利用規約に違反している投稿は、報告する事ができます。 問題のある投稿を連絡する

旅行記グループ

夏の足音

この旅行記へのコメント (17)

開く

閉じる

  • zunzunさん 2015/08/27 22:43:25
    ドキドキしましたよ!
    ウェンディさん、こんばんは〜☆

    お母様は軽傷との事。安心しましたよ。

    旅行記は、思い出の地を巡る・・・
    えー、お母様が登場しないよと心配しましたよ。

    軽傷とはいえ、しっかり治していただかないとですね。

    親子ドライブ、いいですね〜。これは親孝行って事ですね。
    いっぱい親孝行して下さいね^^

    したい時に親っていないものなのですよ。。。


    zun

    ウェンディ

    ウェンディさん からの返信 2015/08/29 20:30:04
    RE: ドキドキしましたよ!
    zunzunさん こんばんは。

    今年の夏は、実家へは行く予定はなかったのですが、母の交通事故という思いがけない出来事があり、お見舞いも兼ねて里帰りしました。
    追突事故という事でそんなに大変な怪我ではないかと思っていたのですが、むち打ち症は事故の直後よりもその後の方が大変みたいです。
    むち打ち症は一種の脊髄の損傷に近い状態なので、眩暈やしびれ、頭痛、吐き気…等の神経症状があるそうです。
    事故に遭ってから猛半月以上が経過していますが、なかなか、治らないとか…。

    そんなコトで、少しでも気晴らしを…という事でドライブ旅に出ることになりました。
    出掛ける先については、なんとなく福島方面とだけ決めていたのですが、思いがけず、父と母の思い出の地を巡る旅となりました。
    成人してからは両親とこんな風にドライブすることはあまりなかったので、お互いに新鮮な感じで楽しめました。

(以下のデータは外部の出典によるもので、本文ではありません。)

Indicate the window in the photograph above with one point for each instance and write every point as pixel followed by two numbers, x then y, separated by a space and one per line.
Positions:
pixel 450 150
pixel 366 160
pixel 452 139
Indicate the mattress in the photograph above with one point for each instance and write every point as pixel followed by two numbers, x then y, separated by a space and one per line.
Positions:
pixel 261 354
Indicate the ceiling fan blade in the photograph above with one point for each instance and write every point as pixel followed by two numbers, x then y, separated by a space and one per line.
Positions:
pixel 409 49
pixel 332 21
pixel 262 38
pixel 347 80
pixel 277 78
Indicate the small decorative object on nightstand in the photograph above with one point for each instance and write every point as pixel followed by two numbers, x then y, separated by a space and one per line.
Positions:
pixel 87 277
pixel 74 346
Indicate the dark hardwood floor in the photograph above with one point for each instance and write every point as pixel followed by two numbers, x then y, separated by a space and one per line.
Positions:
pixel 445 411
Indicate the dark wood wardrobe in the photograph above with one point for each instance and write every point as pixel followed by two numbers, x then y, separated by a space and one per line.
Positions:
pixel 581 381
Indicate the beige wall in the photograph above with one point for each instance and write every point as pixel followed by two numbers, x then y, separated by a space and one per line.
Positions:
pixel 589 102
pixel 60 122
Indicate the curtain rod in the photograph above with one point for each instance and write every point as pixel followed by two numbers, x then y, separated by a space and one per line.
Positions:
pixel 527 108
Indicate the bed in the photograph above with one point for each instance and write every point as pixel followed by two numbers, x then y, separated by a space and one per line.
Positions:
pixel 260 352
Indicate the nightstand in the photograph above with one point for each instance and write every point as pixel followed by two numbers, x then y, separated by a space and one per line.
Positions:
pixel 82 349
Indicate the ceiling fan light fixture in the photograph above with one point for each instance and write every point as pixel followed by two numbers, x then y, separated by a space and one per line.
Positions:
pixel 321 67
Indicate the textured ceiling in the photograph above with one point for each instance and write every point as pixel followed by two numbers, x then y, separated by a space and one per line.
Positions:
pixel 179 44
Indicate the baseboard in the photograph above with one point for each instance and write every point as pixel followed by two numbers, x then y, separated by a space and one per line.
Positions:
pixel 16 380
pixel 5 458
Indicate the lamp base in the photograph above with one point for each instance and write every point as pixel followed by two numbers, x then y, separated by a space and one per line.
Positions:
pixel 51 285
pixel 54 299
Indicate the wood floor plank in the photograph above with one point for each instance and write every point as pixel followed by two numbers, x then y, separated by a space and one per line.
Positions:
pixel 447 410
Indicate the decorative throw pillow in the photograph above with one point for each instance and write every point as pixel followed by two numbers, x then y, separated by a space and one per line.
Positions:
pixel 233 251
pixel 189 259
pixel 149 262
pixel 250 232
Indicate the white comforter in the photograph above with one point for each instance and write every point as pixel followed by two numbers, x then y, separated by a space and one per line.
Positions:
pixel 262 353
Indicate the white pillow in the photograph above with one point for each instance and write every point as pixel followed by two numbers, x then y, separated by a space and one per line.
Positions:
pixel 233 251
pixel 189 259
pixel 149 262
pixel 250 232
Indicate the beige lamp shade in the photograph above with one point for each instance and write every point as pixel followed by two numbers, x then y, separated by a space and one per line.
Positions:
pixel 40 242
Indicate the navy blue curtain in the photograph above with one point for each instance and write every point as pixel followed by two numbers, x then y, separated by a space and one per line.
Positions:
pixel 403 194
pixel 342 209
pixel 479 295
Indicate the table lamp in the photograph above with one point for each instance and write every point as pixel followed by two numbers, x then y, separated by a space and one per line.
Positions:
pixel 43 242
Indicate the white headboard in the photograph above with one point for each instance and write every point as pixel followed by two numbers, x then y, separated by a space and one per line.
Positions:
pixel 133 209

    結婚し、家族を持つようになると遠く離れた実家への帰省はなかなか簡単ではなく、まあ、時間のある時で良いか…となりがちですが、両親の年齢を考えると、時間は考えているほど長くはないのかもしれませんね。

    また、お見舞いを兼ねて顔を見に行きたいと思っています。

    ウェンディ
  • のんき茂野さん 2015/08/22 18:25:02
    こんにちは〜
    その後、お母様は大丈夫ですか?
    しっかりと治してください。


    今日の播磨は蒸し暑い一日でした。
    太陽が西のお山にかくれほっとしています。

    日が短くなってきました。

    http://img.4travel.jp/img/tcs/t/pict/src/40/00/37/src_40003780.jpg

    天井が見えないのが、また凄いですねぇ〜

    オルガンやミシン?・・・現在なら自動車みたいな
    ものなんでしょうね〜 それ以上かも?

    越後のちりめん問屋さんじゃないですが、
    あるメンバーさんの旅行記で、高速が開通して華のお江戸との
    距離が一変したと感じたことがあります。

    あの周り階段・・・凄いですよね〜
    ぴたっとしたひねりを加えるなんて・・・紙で作るのも
    難しいのに・・・木造船の造船技術を応用したのでしょうか?

    次回を楽しみにしています・・・のんき茂野

    ウェンディ

    ウェンディさん からの返信 2015/08/23 17:20:11
    RE: こんにちは〜
    のんき茂野さん こんにちは。

    7月、8月と熱波が覆い尽くした関東ですが、ようやく少しずつ過ごしやすい気温となってきています。
    まだまだ最高気温は30℃を上回ってはいますが、38℃とか体温より高い!!!なんていう日は、さすがに終わったようです。
    夜半まで元気に鳴いていた蝉たちの声がフェードアウトし、耳を澄ますと秋の虫の音が遠くから聞こえてきます。
    虫たちの音は季節を教えてくれますね。

    さて、今回、福島県の喜多方で訪れた甲斐本家蔵屋敷。
    漆黒の蔵や奥座敷の調度、洋室…と色々素晴らしかったのですが、あの欅の大木から作られた階段、凄いですよね。
    どういう技術で作ったのだろう…と思っていましたが、のんき茂野さんの造船建造技術の応用説…説得力があります。
    あんな階段を毎日、上り下りできた昔の下宿人の人達が羨ましいです。

    むち打ち症の母ですが、その後の様子を聞いたところ、一進一退というよりも不調の場所が増えていっている部分も有りそうなので、なかなか全快への道のりは長いかもしれません。

    旅行記の次作はスペイン編へとなる予定です。
    また、遊びにいらして下さいね。

    ウェンディ
  • こあひるさん 2015/08/22 16:24:11
    ご両親の思い出の地を・・・
    ウェンディさん、こんにちは。

    あんなに元気で活発な(私なんかよりよっぽど・・・)お母様・・・突然の事故に合われて・・・本人もそうですが・・・知らせを受けた家族の衝撃はほんとに計り知れないだろうな〜と想像します。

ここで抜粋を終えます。